B: a matrix containing pre-treatment features of the control units.
C: a matrix containing covariates for adjustment.
P: a matrix whose rows are the vectors used to predict the out-of-sample series for the synthetic unit.
Y.pre: a matrix containing the pre-treatment outcome of the treated unit.
Y.post: a matrix containing the post-treatment outcome of the treated unit.
Y.donors: a matrix containing the pre-treatment outcome of the control units.
specs: a list containing some specifics of the data:
J, the number of control units
K, a numeric vector with the number of covariates used for adjustment for each feature
KM, the total number of covariates used for adjustment
M, number of features
period.pre, a numeric vector with the pre-treatment period
period.post, a numeric vector with the post-treatment period
T0.features, a numeric vector with the number of periods used in estimation for each feature
T1.outcome, the number of post-treatment periods
outcome.var, a character with the name of the outcome variable
features, a character vector with the name of the features
constant, for internal use only
out.in.features, for internal use only
effect, for internal use only
sparse.matrices, for internal use only
treated.units, list containing the IDs of all treated units
Details
cov.adj can be used in two ways. First, if only one feature is specified through the option features, cov.adj has to be a list with one (even unnamed) element (eg. cov.adj = list(c("constant","trend"))). Alternatively, if multiple features are specified, then the user has two possibilities:
provide a list with one element, then the same covariates are used for adjustment for each feature. For example, if there are two features specified and the user inputs cov.adj = list(c("constant","trend")), then a constant term and a linear trend are for adjustment for both features.
provide a list with as many elements as the number of features specified, then feature-specific covariate adjustment is implemented. For example, cov.adj = list('f1' = c("constant","trend"), 'f2' = c("trend")). In this case the name of each element of the list should be one (and only one) of the features specified. Note that if two (or more) features are specified and covariates adjustment has to be specified just for one of them, the user must still provide a list of the same length of the number of features, e.g., cov.adj = list('f1' = c("constant","trend"), 'f2' = NULL.

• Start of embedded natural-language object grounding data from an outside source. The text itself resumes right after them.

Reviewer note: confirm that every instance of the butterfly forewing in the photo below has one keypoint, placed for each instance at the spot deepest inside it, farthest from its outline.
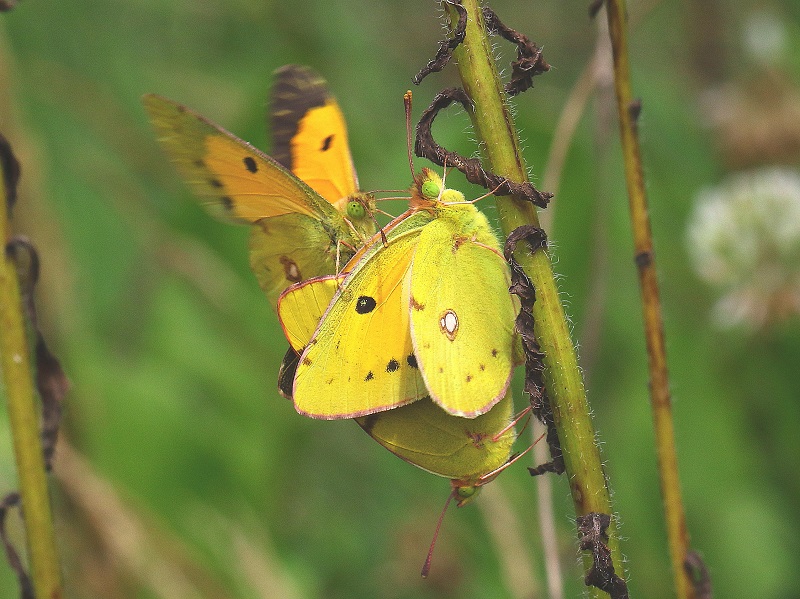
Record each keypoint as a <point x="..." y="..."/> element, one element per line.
<point x="310" y="134"/>
<point x="361" y="359"/>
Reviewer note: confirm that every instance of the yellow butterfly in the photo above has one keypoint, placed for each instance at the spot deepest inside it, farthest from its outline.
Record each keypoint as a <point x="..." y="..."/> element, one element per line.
<point x="467" y="451"/>
<point x="301" y="228"/>
<point x="427" y="313"/>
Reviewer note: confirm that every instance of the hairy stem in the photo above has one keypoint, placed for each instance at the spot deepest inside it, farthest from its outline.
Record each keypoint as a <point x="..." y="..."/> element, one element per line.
<point x="494" y="127"/>
<point x="678" y="536"/>
<point x="24" y="420"/>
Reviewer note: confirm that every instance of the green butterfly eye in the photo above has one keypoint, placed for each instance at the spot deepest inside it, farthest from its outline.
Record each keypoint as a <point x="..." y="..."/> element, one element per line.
<point x="452" y="196"/>
<point x="355" y="209"/>
<point x="430" y="190"/>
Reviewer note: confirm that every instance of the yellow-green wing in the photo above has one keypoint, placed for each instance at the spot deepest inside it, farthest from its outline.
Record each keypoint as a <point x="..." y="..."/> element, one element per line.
<point x="360" y="359"/>
<point x="301" y="306"/>
<point x="462" y="316"/>
<point x="291" y="248"/>
<point x="457" y="448"/>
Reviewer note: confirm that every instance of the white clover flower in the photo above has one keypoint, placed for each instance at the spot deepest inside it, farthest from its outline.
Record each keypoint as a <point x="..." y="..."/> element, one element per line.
<point x="744" y="238"/>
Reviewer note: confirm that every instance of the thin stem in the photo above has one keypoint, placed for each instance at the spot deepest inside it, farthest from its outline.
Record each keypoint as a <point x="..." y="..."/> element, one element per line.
<point x="678" y="536"/>
<point x="494" y="126"/>
<point x="24" y="421"/>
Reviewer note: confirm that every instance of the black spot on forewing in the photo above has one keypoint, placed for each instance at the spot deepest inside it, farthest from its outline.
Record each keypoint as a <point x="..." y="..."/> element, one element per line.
<point x="290" y="270"/>
<point x="250" y="164"/>
<point x="365" y="304"/>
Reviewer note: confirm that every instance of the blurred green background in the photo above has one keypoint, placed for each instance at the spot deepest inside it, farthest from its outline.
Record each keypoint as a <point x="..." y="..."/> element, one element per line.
<point x="197" y="480"/>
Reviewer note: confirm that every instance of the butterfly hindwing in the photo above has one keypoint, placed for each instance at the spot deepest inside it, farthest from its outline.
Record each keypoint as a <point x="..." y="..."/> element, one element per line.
<point x="360" y="359"/>
<point x="462" y="316"/>
<point x="457" y="448"/>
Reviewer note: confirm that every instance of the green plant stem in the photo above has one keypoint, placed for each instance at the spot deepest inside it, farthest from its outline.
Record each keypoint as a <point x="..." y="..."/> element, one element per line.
<point x="24" y="420"/>
<point x="678" y="536"/>
<point x="494" y="127"/>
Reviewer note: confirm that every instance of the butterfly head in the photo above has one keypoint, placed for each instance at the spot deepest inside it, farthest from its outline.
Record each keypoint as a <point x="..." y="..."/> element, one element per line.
<point x="359" y="210"/>
<point x="429" y="190"/>
<point x="464" y="492"/>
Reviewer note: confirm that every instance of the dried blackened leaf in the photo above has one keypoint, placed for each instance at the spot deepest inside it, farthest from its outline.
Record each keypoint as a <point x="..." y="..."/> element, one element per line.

This option allows the user to include feature-specific constant terms or time trends by simply including "constant" or "trend" in the corresponding element of the list.
When outcome.var is not included in features, we automatically set R=∅, that is we do not perform covariate adjustment. This is because, in this setting it is natural to create the out-of-sample prediction matrix P using the post-treatment outcomes of the donor units only.
cointegrated.data allows the user to model the belief that A and B form a cointegrated system. In practice, this implies that when dealing with the pseudo-true residuals u, the first-difference of B are used rather than the levels.
Abadie, A. (2021). Using synthetic controls: Feasibility, data requirements, and methodological aspects. Journal of Economic Literature, 59(2), 391-425.